Я начал задерживаться на работе по-настоящему.
Ирония, которую оценил бы только очень злой бог: раньше врал, что задерживаюсь на работе, чтобы ехать к любовнице. Теперь правда задерживался на работе, чтобы не ехать домой к женщине, ради которой разрушил семью.
Через неделю после того вечера я забирал Глеба на прогулку.
Вера открыла дверь молча. Не впустила. Просто вывела сына в куртке и шапке, хотя на улице было уже тепло. Видимо, с детьми ей думалось легче в ритуалах: надеть, застегнуть, проверить, не забыл ли салфетки.
— Привет, папа! — Глеб повис у меня на шее так резко, что я чуть не пошатнулся.
И сердце, сволочь, сжалось.
— Привет, герой.
Он пах домом. Соком. Пластилином. Детским шампунем. Моим сыном.
— А мы куда? — спросил он сразу.
— В парк. Мороженое. Машинки. Как договорились.
— И на качели!
— И на качели.
Он засмеялся. А я поднял глаза на Веру.
Она стояла на крыльце в домашней кофте, без косметики, бледная, но собранная. Глаза сухие. От этой сухости мне было хуже, чем если бы она кричала.
— Во сколько вернёшь? — спросила она.
— Часа через три.
— Через три с половиной у него сироп.
— Я помню.
— Нет, — сказала она ровно. — Ты не помнишь. Ты всё время путал дозировку. Поэтому записала на листке, он в кармане куртки.
Я почувствовал, как краснею.
Потому что правда.
Потому что именно из таких мелочей и состоит мужское поражение: ты даже сироп ребёнку без подсказки даёшь не тот, а всё ещё думаешь, что в случае чего сможешь «нормально участвовать».
— Спасибо, — сказал я.
— Не за что. Это для Глеба, не для тебя.
Матвей не вышел.
Я видел его силуэт в окне на втором этаже. Стоял и смотрел. Не прятался даже.
— Матвей дома? — спросил я.
— Вижу, сам догадался.
— Я могу…
— Нет.
Одно слово. Как дверь по пальцам.
Я кивнул.
Глупо было надеяться, что всё так быстро наладится.
В парке Глеб ел мороженое, болтал без умолку, то и дело спрашивал, почему я больше не живу дома. Я отвечал как мог. Коряво. Уклончиво. Лживо, наверное, но не тем видом лжи, который делается ради выгоды, а тем, который взрослые называют «бережём психику ребёнка», хотя на самом деле просто не могут выговорить свою подлость детскими словами.
— Пап, а ты маму больше не любишь? — спросил он, пока мы сидели у песочницы.
Я замер.
Рядом две девочки делили совок. На дорожке кто-то катил самокат. Мир, как всегда, не собирался замирать ради одного идиота, который не знает, как ответить сыну.

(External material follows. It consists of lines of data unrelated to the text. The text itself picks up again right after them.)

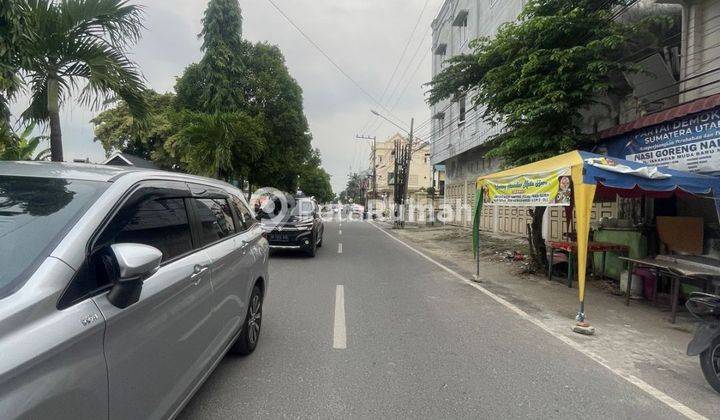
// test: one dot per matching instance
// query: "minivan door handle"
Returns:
(198, 273)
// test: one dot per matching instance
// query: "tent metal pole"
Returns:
(580, 317)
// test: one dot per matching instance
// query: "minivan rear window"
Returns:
(35, 213)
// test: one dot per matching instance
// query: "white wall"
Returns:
(701, 25)
(484, 18)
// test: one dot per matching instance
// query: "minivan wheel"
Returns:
(313, 248)
(250, 334)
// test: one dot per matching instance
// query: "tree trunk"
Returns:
(54, 115)
(538, 251)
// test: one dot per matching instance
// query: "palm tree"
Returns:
(23, 147)
(75, 41)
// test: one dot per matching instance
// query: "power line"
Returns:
(405, 72)
(330, 59)
(397, 65)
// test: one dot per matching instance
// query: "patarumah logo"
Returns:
(273, 206)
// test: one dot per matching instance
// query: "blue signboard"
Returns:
(690, 143)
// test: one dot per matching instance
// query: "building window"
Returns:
(460, 23)
(461, 106)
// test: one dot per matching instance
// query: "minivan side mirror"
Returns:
(135, 263)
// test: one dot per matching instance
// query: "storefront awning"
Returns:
(547, 183)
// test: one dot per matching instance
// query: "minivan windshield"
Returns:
(34, 215)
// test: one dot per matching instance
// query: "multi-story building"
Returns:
(458, 132)
(420, 172)
(679, 89)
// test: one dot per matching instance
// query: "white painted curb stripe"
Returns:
(644, 386)
(339, 332)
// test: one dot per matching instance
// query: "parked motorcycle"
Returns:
(706, 343)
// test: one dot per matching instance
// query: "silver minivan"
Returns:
(121, 289)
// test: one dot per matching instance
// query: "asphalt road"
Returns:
(419, 344)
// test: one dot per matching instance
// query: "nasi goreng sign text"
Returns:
(552, 188)
(688, 144)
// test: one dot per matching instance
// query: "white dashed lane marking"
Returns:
(339, 332)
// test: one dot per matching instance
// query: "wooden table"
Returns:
(692, 269)
(571, 248)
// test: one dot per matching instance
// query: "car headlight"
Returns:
(304, 225)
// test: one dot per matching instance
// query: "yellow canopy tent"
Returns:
(574, 178)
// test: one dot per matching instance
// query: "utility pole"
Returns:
(403, 158)
(374, 139)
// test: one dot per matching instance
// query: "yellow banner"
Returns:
(541, 189)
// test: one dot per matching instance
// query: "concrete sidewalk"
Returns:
(638, 340)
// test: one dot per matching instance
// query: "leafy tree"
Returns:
(23, 146)
(315, 181)
(119, 131)
(538, 74)
(238, 76)
(275, 95)
(74, 41)
(353, 189)
(216, 144)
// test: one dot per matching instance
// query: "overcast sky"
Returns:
(365, 37)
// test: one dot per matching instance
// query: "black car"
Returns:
(301, 230)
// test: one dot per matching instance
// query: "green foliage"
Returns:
(216, 144)
(238, 76)
(13, 18)
(217, 83)
(23, 146)
(315, 181)
(76, 41)
(538, 74)
(119, 131)
(353, 189)
(275, 95)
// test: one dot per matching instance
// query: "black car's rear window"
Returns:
(34, 215)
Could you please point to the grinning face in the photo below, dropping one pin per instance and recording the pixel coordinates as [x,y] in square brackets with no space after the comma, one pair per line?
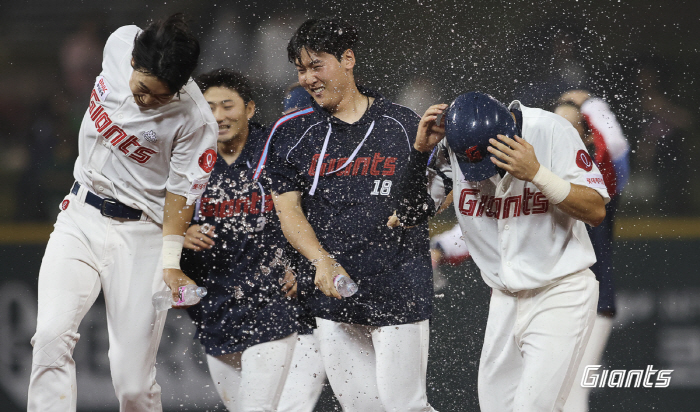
[325,78]
[230,112]
[148,90]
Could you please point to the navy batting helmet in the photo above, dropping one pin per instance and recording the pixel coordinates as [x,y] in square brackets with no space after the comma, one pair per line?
[471,120]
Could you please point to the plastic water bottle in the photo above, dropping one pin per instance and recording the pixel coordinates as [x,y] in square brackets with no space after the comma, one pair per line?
[189,295]
[344,285]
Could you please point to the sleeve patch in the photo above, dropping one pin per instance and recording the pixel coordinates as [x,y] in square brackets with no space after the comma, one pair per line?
[198,186]
[584,161]
[595,181]
[102,88]
[207,160]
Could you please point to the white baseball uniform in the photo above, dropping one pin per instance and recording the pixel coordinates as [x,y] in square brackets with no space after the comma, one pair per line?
[132,155]
[536,259]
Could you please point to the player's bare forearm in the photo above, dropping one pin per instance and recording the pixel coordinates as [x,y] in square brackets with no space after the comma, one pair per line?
[176,219]
[584,204]
[301,236]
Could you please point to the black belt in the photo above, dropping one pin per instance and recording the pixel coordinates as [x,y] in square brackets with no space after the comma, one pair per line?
[109,207]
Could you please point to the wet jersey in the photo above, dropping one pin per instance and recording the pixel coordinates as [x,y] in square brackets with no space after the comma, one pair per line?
[134,154]
[610,147]
[346,174]
[242,271]
[519,240]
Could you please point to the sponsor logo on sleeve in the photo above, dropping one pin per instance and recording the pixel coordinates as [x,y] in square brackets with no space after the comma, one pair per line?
[584,161]
[149,135]
[102,88]
[595,181]
[198,186]
[207,160]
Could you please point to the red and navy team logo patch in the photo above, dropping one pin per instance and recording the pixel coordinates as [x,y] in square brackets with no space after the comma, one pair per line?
[473,154]
[584,161]
[207,160]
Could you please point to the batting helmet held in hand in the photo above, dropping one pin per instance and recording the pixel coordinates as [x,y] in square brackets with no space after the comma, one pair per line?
[471,120]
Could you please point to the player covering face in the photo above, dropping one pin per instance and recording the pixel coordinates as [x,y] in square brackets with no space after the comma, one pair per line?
[523,187]
[143,162]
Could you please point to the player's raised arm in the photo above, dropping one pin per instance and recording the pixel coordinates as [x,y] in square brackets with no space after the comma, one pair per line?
[517,157]
[415,204]
[301,235]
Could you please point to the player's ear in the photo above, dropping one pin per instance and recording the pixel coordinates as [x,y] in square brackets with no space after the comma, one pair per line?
[347,60]
[250,109]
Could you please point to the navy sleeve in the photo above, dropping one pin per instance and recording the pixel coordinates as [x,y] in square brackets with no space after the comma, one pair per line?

— Люблю, — сказал я после паузы.
Глеб наморщил лоб.
— Тогда почему ушёл?
Вот и всё.
Всё, что не смогла до конца сформулировать Вера, всё, что молчаливо выжигал во мне Матвей, всё, что истерично выплёскивала Лиза, — всё это уместилось в детский вопрос из пяти слов.
Если любишь — почему ушёл?
Взрослые строят сложные конструкции: кризис, запутался, чувства, обстоятельства, ответственность, не справился. А дети выдирают из всего этого один голый нерв.
— Потому что я сделал ошибку, — сказал я.
— Большую?
— Очень.
Он подумал.
— Как когда я планшет в воду уронил?
Я почти улыбнулся.
— Хуже.
— Сильно хуже?
— Сильно.
Он поковырял палкой землю у кроссовка.
— А исправить можно?
Я посмотрел на сына и понял, что вот тут уже никакая взрослая дипломатия не поможет.
— Не знаю, — ответил я честно.
Он кивнул. И больше не спрашивал.
Когда я привёз его обратно, Вера встретила нас на веранде. Глеб сразу побежал показывать ей игрушечную машинку, которую я купил. Она присела перед ним, выслушала, погладила по волосам. А я стоял рядом и чувствовал себя лишним предметом у чужой двери.
— Он устал, — сказал я.
— Вижу.
— Сироп в восемь, как ты сказала.
Она кивнула.
— Хорошо.
Глеб обнял меня на прощание. Потом вдруг спросил:
— Пап, а когда ты обратно домой?
Я застыл.
Вера тоже.
— Не знаю, сынок, — ответил я наконец.
— А если ты не знаешь, то откуда мама знает?
Вера медленно поднялась.
— Глеб, иди руки мыть, — сказала она мягко, но так, что стало ясно: тему закрываем.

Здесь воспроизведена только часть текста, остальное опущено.